The neocentromere-containing M10 chromosome was initially studied in a CHO hybrid cell background but was transferred to a mouse F9 and mouse ES cell line for further testing. DNA methylation was assessed on a selected number of CpG island, islets, and orphans that showed different DNA-methylation levels in the initial assay in CHO. The results indicated no significant difference in methylation levels in all three cell backgrounds.

Figure 5. DNA Strand-Bias Analysis

Four sequences were chosen for this analysis. (A) The EST-associated CpG island (AA811493; island b in Figure 2A and 2D), the EST-associated CpG islet (AI024013; islet g in Figure 2B and 2D), and two additional islets designated as numbers 43 and 102, respectively (see Tables S2, S3, and S5). Individual CpG dinucleotides are shown as columns. Red and yellow circles denote a methylated and unmethylated CpG dinucleotide, respectively.

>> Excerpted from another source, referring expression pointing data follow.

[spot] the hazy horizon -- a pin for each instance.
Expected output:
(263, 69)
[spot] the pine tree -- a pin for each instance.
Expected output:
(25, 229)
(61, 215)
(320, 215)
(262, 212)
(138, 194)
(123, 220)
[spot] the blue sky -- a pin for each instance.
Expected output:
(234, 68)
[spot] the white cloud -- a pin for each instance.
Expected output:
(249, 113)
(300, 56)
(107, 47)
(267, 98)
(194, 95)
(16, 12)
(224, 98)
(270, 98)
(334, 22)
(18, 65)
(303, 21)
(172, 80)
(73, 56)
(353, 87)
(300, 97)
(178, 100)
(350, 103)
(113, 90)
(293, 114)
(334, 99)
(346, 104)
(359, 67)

A very small number of undetermined sites are indicated by white circles. The aligned columns represent the same CpG dinucleotide from both strands. The methylation level was calculated as described in Materials and Methods. (B) RT-PCR analysis of an EST-associated CpG island (AA811493) and islet (AI024013). Positive controls were the 18S RNA standard and TRUB1 (corresponding to gene 3 in Figure 2A), which has previously been shown to be expressed in both CHO–N10 and CHO–M10 [32]. RT− indicates control lanes showing no DNA contamination from RNA prepared for this analysis.

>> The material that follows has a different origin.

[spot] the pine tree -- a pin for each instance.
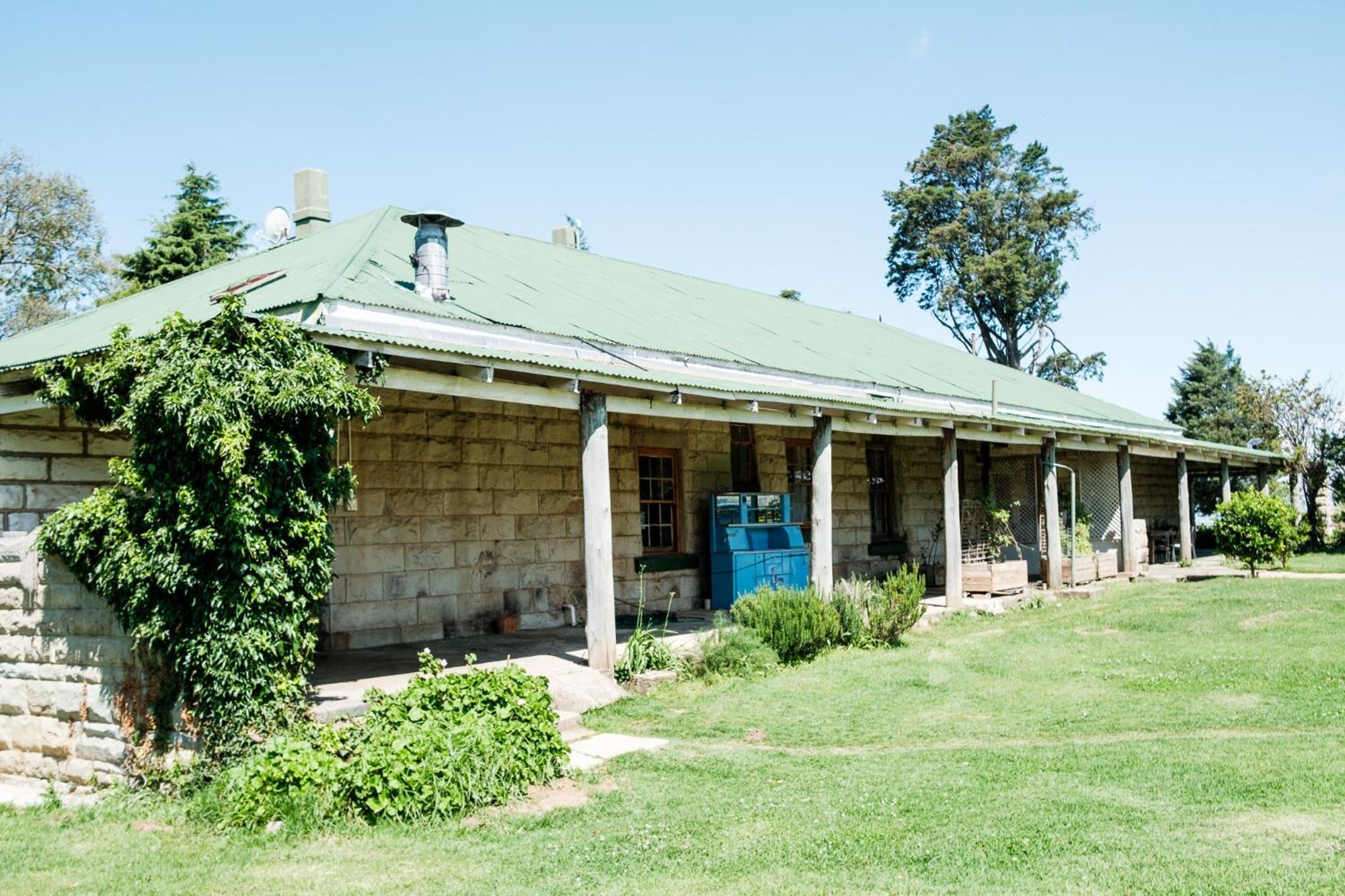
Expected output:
(1207, 397)
(1208, 404)
(198, 233)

Figure 6. Anaphase Analysis of CHO–M10

Cells were treated with 20 μM 5-aza-dC for a period of 3 d. (A) An untreated control cell undergoing normal anaphase, hybridized with M10-specific FISH probe to show correctly segregated M10 neocentromere (blue-green, filled arrowheads). (B and C) 5-aza-dC–treated anaphase cells showing lagging or bridging chromosome (open arrowhead) and the location of the correctly segregated M10 neocentromeres (green, filled arrowheads). (D) Anaphase cell with multiple lagging chromosomes (open arrowheads) and correctly segregated M10 (green, filled arrowheads). (E) Anaphase cell with a lagging M10 chromosome (open arrowhead). The M10 neocentromere probe is shown in green (filled arrowhead). Scale bar denotes 5 μm.

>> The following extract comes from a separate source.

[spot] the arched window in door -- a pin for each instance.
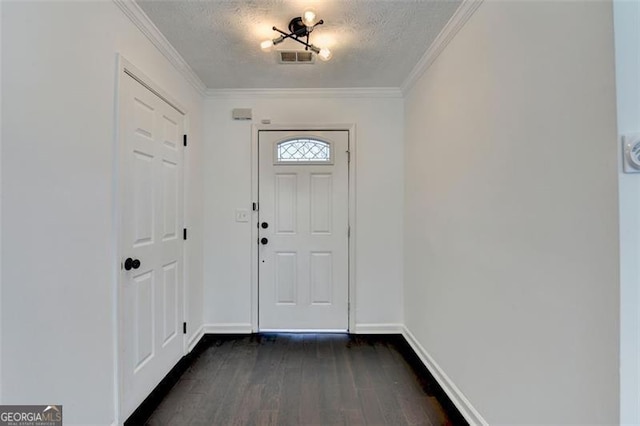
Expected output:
(310, 151)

Figure 7. Effects of 20 μM 5-aza-dC Treatment on the 10q25 Neocentromere

(A) Inhibition of DNA methylation with 5-aza-dC increases centromere instability as demonstrated by a significant increase in the proportion of anaphase cells containing lagging or bridging chromosomes when compared with non-drug-treated PBS control Asterisk indicates p < 0.001, χ²-test. (B) Fluorescence-intensity ratio of chromatin proteins at the M10 neocentromere before and after 5-aza-dC treatment. The amount of 5MeC and MBD1, indicators of DNA methylation, was significantly reduced at the 10q25 neocentromere after 5-aza-dC. The histone modification, 3MeK9H3, associated with methylated DNA, also showed a significant reduction after 5-aza-dC treatment. Penta-acetylated H4, a histone modification associated with euchromatin, and constitutive centromeric protein A (CENP-A) were not significantly altered after 5-aza-dC treatment (mean raw fluorescence values are presented in Table S6). Single asterisk denotes p = 0.014, and double asterisks denote p < 0.001 in a Fisher's Exact t-test, with error bars representing standard errors of the mean. (C) Determination of DNA-methylation level of eight CpG islets and two islands at the 10q25 neocentromere following 5-aza-dC treatment. Six CpG islets (28, 31, 69, 70, 71, and 101) showed an increase in DNA methylation upon the formation of the 10q25 neocentromere. However, following 5-aza-dC treatment, the methylation level of these CpG islets decreased significantly. The locations of the eight CpG islets and two CpG islands (numbers 93 and 116) with respect to the mapped centromere domains are depicted on the scale bar. The numbers for the CpG islands and islets correspond to those shown in Tables S2, S3, and S5.